I finished Privacy: Concealing the 18C Self by Patricia Meyer Spacks and thought I'd give you a few quotations I liked. These come from Spacks's chapter "Trivial Pursuits," which is about diaries. She discusses Frances Burney's journals, which I recently got a copy of, and, happily for me, Spacks introduced me to more 18C diaries which sound fascinating, including James Woodforde's Diary of a Country Parson and the diary of Elizabeth, duchess of Northumberland.

Here is Spacks on why we like to read the diaries of famous people:


Surely we also want, when we have an opportunity to penetrate the "private lives of public figures," the more primitive gratification of discovering that other people, even famous people, "public" people, resemble us. Self-doubt afflicts everyone. Could others be as undisciplined, as wavering, as rebellious, as lazy, as -- fill in the blanks -- as we? Do others have such nasty thoughts and impulses? We read diaries partly to find out, to glimpse the shape of other people's self-doubt and their ways of triumphing over it, to see how they resolve the struggle between good and bad proclivities. We long for consoling testimony that others, like us, have something unmomentous yet personally important to conceal. Diaries allow us to investigate the gap between public persona and private actuality, not only in order to judge success but to reassure ourselves that the discrepancies we discover in ourselves exist everywhere.

I liked, when I was reading Virginia Woolf's diary, to be reminded that she had no idea she was going to be famous. When famous people are in the midst of doing the things they will become famous for, they don't know how things will turn out, and they can be just as anxious and uncertain and doubtful as we are.

I was interested to discover that Spacks shares some of the uncertainties of audience that I felt when I tried to keep a journal:

The diaries that Woolworth's sold in my youth, for the use, mainly, of teenage girls, had tiny brass locks and keys. The idea of a secret life of writing lured me into a small investment, but my diary survived only six days: it made me too self-conscious. That diary was to be my secret, but already I had become a severe critic of my own writing. The journal's scanty entries did not measure up to my standards ... If [diarists] provide their own audiences, they must dread themselves as critics. Diarists in effect interrupt their own privacy by their records of their lives: they forever have a witness in themselves ... Dividing themselves into experiencer, commentator, and audience, they can control no part of their willfully fragmented selves.
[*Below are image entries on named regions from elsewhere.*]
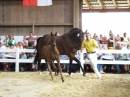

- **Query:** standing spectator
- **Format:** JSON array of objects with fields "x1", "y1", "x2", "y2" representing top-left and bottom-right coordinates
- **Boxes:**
[
  {"x1": 93, "y1": 33, "x2": 97, "y2": 39},
  {"x1": 22, "y1": 36, "x2": 28, "y2": 48},
  {"x1": 114, "y1": 44, "x2": 127, "y2": 73},
  {"x1": 26, "y1": 41, "x2": 37, "y2": 70},
  {"x1": 123, "y1": 32, "x2": 128, "y2": 43},
  {"x1": 0, "y1": 40, "x2": 6, "y2": 59},
  {"x1": 101, "y1": 36, "x2": 108, "y2": 45},
  {"x1": 60, "y1": 55, "x2": 70, "y2": 72},
  {"x1": 7, "y1": 35, "x2": 16, "y2": 46},
  {"x1": 97, "y1": 44, "x2": 105, "y2": 73},
  {"x1": 127, "y1": 44, "x2": 130, "y2": 73},
  {"x1": 3, "y1": 34, "x2": 9, "y2": 46},
  {"x1": 81, "y1": 32, "x2": 101, "y2": 79},
  {"x1": 26, "y1": 32, "x2": 37, "y2": 43},
  {"x1": 108, "y1": 30, "x2": 115, "y2": 50}
]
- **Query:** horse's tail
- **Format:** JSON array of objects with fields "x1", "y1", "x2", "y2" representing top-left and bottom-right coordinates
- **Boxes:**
[{"x1": 34, "y1": 37, "x2": 41, "y2": 64}]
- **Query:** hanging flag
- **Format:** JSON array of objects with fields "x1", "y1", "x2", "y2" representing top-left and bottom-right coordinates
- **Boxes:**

And one more; here's Spacks on what diaries accomplish:

A diary like Woodforde's validates the aspects of life that we take for granted, or even actively resent. "Public" personae conceal the universal secret that most "interesting" lives rest on a substratum of predictable and repeated small occupations. To write with precision about the things that one does all the time, almost without noticing, declares their importance.

This last quotation is almost enough to get me to write a diary again. Almost.